The genome coverage of COVID-19 virus from 29 local patients’ samples are all above 98%, with average sequencing depth ranging from 23 to more than 11,400. For 14 imported patients, only nCoVTS0414-6 sample has 90.13% virus genome coverage with an average sequencing depth of 6.07. The rest of the samples have more than 98% genome coverage with average depths from 15 to 13,241.
A total of 6 transmission chains were found among batch 1 COVID-19 samples according to the epidemiological data. Surprisingly, we found COVID-19 virus strains that belong to the same transmission chain were tightly clustered on Bayesian coalescent tree (Figure 1), in spite of sporadic dispersions. Notably, even though COVID-19 virus strains from the same transmission chain were clustered together, we found difficulty distinguishing the introduced case from the other COVID-19 cases within each transmission chain. Collectively, using the heterogeneous data apart from Guangdong Province, we showed the phylogenetic results from genomic data were highly concordant to the transmission chain from epidemiological data.
Phylogenetic relationship of COVID-19 virus strains and the transmission chains from 29 samples. Each dot in the figure represents a patient sample. The onset date of each patient was plotted on the x-axis. The y-axis of these samples were organized based on the position from the Bayesian coalescent tree result. The transmission chain and the generation of the sample in the chain were labelled on the left and right side of each dot, respectively. It was evident that the preliminary transmission chains could be constructed by combining the onset date and the phylogenetic relationship of the COVID-19 virus strains even with limited epidemiological information.
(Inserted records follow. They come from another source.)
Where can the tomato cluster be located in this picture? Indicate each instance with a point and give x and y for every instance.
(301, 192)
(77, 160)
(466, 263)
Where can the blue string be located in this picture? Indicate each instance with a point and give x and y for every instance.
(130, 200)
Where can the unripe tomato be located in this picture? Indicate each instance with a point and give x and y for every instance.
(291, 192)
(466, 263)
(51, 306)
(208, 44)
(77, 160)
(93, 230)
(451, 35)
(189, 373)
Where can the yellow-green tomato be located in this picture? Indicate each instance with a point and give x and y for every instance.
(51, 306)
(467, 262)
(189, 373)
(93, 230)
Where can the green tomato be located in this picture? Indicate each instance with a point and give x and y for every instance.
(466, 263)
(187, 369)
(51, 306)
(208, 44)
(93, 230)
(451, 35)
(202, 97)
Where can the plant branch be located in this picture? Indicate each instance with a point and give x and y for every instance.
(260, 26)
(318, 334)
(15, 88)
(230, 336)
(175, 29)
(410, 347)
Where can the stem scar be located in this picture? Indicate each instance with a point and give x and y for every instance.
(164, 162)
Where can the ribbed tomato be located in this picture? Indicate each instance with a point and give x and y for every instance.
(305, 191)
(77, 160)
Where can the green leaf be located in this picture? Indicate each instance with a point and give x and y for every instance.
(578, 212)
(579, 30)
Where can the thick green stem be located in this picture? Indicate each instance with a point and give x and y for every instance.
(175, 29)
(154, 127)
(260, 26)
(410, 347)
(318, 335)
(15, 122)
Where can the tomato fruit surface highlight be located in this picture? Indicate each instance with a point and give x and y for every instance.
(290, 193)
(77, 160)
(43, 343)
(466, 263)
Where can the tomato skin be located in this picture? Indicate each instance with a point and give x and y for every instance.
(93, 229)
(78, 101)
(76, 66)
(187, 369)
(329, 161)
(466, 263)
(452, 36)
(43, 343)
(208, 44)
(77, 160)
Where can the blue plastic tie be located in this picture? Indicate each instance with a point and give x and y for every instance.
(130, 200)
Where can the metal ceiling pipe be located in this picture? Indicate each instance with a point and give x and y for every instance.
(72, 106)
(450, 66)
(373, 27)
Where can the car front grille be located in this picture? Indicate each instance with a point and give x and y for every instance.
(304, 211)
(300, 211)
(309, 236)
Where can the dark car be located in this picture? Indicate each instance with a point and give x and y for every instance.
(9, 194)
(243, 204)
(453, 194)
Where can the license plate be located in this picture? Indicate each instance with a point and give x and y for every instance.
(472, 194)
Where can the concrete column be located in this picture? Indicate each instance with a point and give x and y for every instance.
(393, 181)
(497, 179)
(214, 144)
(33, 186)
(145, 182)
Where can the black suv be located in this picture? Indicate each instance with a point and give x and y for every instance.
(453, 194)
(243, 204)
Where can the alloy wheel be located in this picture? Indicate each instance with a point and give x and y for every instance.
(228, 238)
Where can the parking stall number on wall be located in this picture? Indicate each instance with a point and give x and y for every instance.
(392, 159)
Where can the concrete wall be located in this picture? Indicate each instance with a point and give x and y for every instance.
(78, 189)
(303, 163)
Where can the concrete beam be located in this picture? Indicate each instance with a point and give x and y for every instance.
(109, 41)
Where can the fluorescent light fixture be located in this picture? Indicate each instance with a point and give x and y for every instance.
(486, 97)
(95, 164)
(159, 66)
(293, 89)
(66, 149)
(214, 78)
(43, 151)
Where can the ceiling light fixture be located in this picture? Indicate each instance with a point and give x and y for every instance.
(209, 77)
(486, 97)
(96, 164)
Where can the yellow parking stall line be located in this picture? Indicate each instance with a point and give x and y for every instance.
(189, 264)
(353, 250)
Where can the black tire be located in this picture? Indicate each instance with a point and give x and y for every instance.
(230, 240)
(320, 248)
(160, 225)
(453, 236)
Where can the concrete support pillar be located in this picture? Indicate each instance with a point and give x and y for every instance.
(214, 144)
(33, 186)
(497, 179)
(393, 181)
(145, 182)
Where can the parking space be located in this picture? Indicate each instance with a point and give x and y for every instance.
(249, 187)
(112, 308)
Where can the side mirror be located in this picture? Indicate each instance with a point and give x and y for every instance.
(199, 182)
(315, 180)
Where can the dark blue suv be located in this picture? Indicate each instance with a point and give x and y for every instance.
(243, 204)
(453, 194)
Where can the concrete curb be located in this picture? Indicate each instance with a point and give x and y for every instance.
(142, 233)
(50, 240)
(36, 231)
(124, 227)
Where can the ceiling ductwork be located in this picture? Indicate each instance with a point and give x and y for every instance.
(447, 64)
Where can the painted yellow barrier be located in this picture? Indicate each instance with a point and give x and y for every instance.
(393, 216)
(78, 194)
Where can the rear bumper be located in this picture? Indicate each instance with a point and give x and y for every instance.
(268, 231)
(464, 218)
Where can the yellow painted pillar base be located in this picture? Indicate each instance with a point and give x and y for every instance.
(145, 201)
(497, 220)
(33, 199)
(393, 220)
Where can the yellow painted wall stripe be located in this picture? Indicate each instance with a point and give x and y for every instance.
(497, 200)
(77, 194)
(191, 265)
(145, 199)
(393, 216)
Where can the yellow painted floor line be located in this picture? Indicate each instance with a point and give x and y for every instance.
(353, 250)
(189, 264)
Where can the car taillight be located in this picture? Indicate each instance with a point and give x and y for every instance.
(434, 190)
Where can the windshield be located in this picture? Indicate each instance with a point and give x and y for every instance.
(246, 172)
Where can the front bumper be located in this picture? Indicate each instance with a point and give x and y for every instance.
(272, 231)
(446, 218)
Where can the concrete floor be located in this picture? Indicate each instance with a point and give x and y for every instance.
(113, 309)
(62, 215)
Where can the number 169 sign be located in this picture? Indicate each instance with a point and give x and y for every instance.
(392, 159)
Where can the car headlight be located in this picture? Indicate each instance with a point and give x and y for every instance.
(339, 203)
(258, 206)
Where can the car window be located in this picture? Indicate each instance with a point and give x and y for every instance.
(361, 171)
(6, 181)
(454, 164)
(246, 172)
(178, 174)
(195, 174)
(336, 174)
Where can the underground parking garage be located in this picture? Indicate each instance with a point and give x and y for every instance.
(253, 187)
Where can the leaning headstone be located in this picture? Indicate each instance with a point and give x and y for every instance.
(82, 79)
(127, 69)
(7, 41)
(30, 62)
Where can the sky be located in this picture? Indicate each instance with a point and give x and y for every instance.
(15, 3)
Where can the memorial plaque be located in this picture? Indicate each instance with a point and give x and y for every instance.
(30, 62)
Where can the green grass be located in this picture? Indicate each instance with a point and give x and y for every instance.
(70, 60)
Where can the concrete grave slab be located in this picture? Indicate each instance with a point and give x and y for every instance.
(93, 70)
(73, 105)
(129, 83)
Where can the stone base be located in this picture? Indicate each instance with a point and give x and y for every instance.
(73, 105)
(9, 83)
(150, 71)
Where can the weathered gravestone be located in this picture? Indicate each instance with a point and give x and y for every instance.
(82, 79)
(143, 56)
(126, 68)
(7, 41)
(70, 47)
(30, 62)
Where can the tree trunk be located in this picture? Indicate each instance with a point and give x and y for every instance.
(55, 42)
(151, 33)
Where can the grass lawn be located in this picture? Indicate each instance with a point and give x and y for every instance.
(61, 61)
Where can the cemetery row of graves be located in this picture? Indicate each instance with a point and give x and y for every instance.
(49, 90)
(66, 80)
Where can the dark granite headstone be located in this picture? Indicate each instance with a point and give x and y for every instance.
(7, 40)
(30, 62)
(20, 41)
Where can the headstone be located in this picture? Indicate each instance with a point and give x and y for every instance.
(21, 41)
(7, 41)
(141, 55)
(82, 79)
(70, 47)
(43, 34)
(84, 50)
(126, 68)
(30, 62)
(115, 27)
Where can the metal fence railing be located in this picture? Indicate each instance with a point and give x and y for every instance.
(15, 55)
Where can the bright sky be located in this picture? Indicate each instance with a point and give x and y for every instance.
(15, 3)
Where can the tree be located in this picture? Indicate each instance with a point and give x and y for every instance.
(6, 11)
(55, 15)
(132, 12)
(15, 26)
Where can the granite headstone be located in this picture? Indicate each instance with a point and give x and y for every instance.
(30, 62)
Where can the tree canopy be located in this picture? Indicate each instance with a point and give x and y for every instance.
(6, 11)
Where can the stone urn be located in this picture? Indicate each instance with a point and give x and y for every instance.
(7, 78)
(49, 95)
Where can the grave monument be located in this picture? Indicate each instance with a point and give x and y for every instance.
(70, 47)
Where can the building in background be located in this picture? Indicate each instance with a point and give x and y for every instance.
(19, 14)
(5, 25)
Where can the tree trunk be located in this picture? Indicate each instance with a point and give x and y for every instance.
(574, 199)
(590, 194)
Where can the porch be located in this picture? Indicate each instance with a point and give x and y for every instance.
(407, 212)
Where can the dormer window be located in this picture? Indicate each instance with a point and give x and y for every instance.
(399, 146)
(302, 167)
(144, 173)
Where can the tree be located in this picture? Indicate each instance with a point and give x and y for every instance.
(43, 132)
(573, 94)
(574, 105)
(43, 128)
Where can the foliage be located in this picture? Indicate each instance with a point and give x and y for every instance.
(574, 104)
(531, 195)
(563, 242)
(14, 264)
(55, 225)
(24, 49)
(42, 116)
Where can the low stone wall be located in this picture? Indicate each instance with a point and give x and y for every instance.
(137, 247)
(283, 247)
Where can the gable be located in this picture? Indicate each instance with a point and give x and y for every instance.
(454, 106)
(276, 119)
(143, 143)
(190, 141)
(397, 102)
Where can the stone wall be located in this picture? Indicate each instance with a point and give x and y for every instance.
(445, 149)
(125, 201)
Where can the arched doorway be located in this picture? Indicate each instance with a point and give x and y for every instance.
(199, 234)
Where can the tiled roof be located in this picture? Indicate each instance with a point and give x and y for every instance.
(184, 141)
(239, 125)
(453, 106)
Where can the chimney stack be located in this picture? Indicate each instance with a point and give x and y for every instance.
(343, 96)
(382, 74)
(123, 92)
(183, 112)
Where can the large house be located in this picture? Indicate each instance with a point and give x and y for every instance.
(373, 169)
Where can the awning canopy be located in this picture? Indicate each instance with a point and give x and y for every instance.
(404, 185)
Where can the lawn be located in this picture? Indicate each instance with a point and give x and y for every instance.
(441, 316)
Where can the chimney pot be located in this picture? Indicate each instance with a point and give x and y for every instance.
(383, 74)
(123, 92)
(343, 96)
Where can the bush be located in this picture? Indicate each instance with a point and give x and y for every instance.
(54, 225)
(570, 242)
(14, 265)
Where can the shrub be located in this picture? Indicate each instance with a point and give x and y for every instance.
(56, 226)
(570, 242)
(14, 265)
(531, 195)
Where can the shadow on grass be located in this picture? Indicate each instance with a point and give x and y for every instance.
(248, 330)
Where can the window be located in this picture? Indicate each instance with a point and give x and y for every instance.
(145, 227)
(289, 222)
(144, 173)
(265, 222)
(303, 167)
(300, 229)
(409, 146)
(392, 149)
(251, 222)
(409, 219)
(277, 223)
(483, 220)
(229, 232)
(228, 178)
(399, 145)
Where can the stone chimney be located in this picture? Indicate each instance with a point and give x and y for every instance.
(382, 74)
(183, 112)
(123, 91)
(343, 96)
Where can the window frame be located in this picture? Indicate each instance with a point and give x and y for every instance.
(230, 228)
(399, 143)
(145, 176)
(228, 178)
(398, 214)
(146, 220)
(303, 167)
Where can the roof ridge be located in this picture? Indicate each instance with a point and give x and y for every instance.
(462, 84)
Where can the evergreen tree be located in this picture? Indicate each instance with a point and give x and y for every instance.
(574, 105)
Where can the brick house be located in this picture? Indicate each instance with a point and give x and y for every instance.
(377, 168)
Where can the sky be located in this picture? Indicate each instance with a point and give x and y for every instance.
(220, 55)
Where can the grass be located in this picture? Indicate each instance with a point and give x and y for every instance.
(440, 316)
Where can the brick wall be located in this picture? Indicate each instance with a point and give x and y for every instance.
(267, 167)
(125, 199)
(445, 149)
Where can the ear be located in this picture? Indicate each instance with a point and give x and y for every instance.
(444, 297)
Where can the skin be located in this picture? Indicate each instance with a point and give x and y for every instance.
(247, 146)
To explore the optimal phylogenetic methods for this study, we also compared the topologies of Bayesian coalescent tree with ML tree and NJ tree (Figure 2). We found the clustering pattern between Bayesian coalescent tree and ML tree were similar to each other and were highly concordant to the transmission chains reconstructed from epidemiological data. However, the clustering pattern of the NJ tree was distinct from the Bayesian coalescent tree and the ML tree, as well as the reconstructed transmission chains. Our results indicated that the NJ tree was incapable of correlating the genomic variations with the transmission chain as accurately as the Bayesian coalescent tree and the ML tree.
The phylogenetic analyses showed distinct structures between maximum likelihood (ML) tree and neighbor-joining (NJ) tree. (A) The phylogenetic tree was constructed using maximum likelihood method. (B) The phylogenetic tree was constructed using neighbor-joining method.
Among positive COVID-19 cases, a considerable proportion were asymptomatic (4), which brought significant challenges to epidemic prevention and control because of the difficulty of getting transmission information from the epidemiological data (5). Mutations accumulated in the virus genome during host-to-host transmission could potentially provide more information for transmission chain construction (6). To verify this hypothesis, we conducted phylogenetic analysis using 14 asymptomatic COVID-19 cases. Interestingly, we found that clustering patterns of 14 asymptomatic cases on the Bayesian coalescent tree were highly correlated with travel history of patients (Figure 3A). Among which, patients with COVID-19 virus strains clustered into clade A and clade B had European travel history, while those who clustered into clade C and clade D had Pacific Rim travel history. Moreover, we found the clustering pattern was largely affected by the G28883C mutation, which is a missense variant that lead to a p.204G>R change on QHD43423.2 (Figure 3A). We further found this mutation had a much higher frequency in European COVID-19 cases compared to other regions (Figure 3B), indicating COVID-19 virus strains carrying this mutation might have originated in Europe. Taken together, our results suggested that the Bayesian coalescent method can be helpful in inferring the transmission relationship of asymptomatic COVID-19 cases.
Phylogenetic analyses on 14 asymptomatic cases revealed high correlation between travel history and viral phylogenies. (A) The distribution of COVID-19 virus variations among 14 asymptomatic COVID-19 cases and the variations underlie phylogenetic structure. The left panel showed the Bayesian coalescent tree, and the right panel showed the variations in each COVID-19 virus strain. (B) The bar plot shows the regional distribution of G28883C mutation.